Die politischen Weichen sind gestellt: Mit den Zustimmungen von Bundestag und Bundesrat am 10. und 11. Juli 2025 ist das Gesetz zur Umsetzung der europäischen RED III-Richtlinie in deutsches Recht überführt worden. Damit verpflichtet sich Deutschland nicht nur zu einem Mindestanteil von 42,5 Prozent erneuerbarer Energien am Endenergieverbrauch bis 2030 – sondern erhöht die nationale Zielmarke auf 45 Prozent. Ein ambitionierter Pfad, der nicht mehr nur von Zielen und Bekundungen getragen wird, sondern erstmals von einem durchgängig angepassten Rechtsrahmen. Die entscheidende Frage bleibt jedoch: Wird aus dieser Normendichte auch Planungssicherheit und tatsächliches Tempo?
Denn vieles, was die Novelle jetzt regelt, ist nicht grundlegend neu – aber es wird verbindlich. So galt der Ausbau der Erneuerbaren bereits seit dem sogenannten Osterpaket 2022 als „überragendes öffentliches Interesse“. Doch bisher beschränkte sich diese Einordnung im Wesentlichen auf das EEG. Jetzt ist dieser Vorrang systematisch in zahlreiche Rechtsbereiche übertragen worden: ins Bundesimmissionsschutzgesetz, ins Baugesetzbuch, ins Wasserhaushaltsgesetz, ins Umweltverträglichkeitsprüfungsgesetz – und wird dadurch auch im rechtlichen Detail zur handhabbaren Norm. Für Genehmigungsbehörden und Gerichte ist das ein deutlicher Hinweis: Im Zweifel ist der Ausbau erneuerbarer Energien nicht nur wünschenswert, sondern rechtlich privilegiert.
Wirklich neu – und potenziell folgenreich – ist das Instrument der sogenannten Beschleunigungsgebiete. Innerhalb dieser Zonen gelten nicht nur vereinfachte Genehmigungsverfahren, sondern auch konkrete Entscheidungsfristen.
Umweltverträglichkeitsprüfungen müssen inklusive Öffentlichkeitsbeteiligung innerhalb von sechs Monaten abgeschlossen sein. Für Anträge nach dem BImSchG gilt eine Frist von sieben Monaten. Auch die Beteiligung von Fachbehörden wird jetzt verbindlich terminiert. Das alles war in Teilen bereits als Verwaltungspraxis erprobt – aber nun gibt es erstmals einen gesetzlichen Rahmen, der diese Verfahren absichert und durch Genehmigungsfiktionen sogar das Schweigen der Verwaltung sanktioniert.

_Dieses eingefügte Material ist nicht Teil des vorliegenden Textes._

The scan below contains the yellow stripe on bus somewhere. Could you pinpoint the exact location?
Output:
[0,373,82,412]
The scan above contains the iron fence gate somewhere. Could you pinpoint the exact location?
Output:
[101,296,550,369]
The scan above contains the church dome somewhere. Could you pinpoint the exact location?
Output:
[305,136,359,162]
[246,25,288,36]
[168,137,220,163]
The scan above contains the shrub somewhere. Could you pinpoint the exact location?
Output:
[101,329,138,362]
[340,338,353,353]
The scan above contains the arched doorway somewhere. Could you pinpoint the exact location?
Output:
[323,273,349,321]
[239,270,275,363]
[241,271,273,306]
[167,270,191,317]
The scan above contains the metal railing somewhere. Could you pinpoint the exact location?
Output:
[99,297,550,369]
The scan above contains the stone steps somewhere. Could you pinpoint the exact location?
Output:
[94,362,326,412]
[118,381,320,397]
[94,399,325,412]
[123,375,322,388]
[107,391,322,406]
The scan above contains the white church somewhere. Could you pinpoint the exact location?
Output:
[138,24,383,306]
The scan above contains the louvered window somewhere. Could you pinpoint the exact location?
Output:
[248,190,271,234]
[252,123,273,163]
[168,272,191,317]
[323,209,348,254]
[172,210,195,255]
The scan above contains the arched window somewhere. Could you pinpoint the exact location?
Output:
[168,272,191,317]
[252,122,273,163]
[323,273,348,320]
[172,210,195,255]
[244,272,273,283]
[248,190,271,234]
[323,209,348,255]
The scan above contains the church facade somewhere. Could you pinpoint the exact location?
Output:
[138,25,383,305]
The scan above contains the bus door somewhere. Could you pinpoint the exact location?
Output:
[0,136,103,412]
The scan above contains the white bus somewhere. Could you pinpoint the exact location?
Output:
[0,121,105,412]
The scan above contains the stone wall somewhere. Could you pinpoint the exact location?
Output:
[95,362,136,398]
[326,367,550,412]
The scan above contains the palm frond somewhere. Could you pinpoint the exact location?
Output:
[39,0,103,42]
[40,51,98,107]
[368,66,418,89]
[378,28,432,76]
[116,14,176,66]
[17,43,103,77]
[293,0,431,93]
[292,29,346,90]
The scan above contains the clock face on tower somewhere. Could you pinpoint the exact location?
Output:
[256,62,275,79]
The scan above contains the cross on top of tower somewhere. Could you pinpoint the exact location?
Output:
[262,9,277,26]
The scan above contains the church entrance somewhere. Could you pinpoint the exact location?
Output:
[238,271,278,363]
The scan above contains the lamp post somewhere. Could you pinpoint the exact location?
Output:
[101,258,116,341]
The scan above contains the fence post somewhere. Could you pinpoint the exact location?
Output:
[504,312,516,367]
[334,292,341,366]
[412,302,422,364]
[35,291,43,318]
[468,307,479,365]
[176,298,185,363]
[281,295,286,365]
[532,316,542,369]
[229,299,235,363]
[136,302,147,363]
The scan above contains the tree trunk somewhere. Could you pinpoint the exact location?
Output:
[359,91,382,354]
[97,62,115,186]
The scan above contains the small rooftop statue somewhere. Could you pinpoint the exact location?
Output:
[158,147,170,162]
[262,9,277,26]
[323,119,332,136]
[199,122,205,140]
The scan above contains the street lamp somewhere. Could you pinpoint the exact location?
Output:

Die Bundesländer geraten durch das Gesetz ebenfalls stärker in die Pflicht. Sie müssen nicht nur entsprechende Flächenziele erfüllen, sondern auch Beschleunigungsgebiete förmlich ausweisen und kartieren. Was früher politische Zusage war, wird jetzt rechtliche Verpflichtung. Wer Ausbauziele erreichen will, muss planungsrechtlich liefern.
Ein weiteres Element mit praxisnaher Relevanz ist die Neuregelung des Repowerings. Wenn bestehende Anlagen durch leistungsstärkere ersetzt werden, kann künftig auf eine vollständige Umweltverträglichkeitsprüfung verzichtet werden – sofern keine zusätzlichen erheblichen Umweltauswirkungen zu erwarten sind. Damit wird eine Unsicherheit beseitigt, die viele Modernisierungsprojekte bislang ausgebremst hat.
Auch im Umgang mit artenschutzrechtlichen Bedenken verschiebt sich die Gewichtung. In den Beschleunigungsgebieten soll ein pauschales Blockieren durch unklare Prüfanforderungen künftig nicht mehr möglich sein. Der Eingriff in bestimmte Schutzgüter muss konkret belegt und beurteilt werden. Das wird zwar nicht zu einem Wegfall des Artenschutzes führen – aber die Beweislast liegt nun deutlich klarer bei der Behörde.
Fazit: Die Umsetzung der RED III bringt nicht den großen Umbruch, sondern etwas Subtileres – einen fundamentalen Ordnungswechsel im Detail. Was zuvor politisch gewollt, aber rechtlich zerfasert war, wird jetzt zusammengeführt und verankert. Für Betreiber und Projektierer bedeutet das mehr Klarheit, bessere Justiziabilität – und idealerweise auch mehr Tempo. Ob das gelingt, hängt jedoch weniger vom Gesetz ab als von seiner Anwendung. Denn in vielen Genehmigungsbehörden herrschen weiterhin Personalengpässe, Kompetenzgerangel und Unsicherheit im Umgang mit komplexen Abwägungen. RED III kann beschleunigen. Aber es wird nur dann wirken, wenn das System, in dem es wirken soll, auch mitzieht.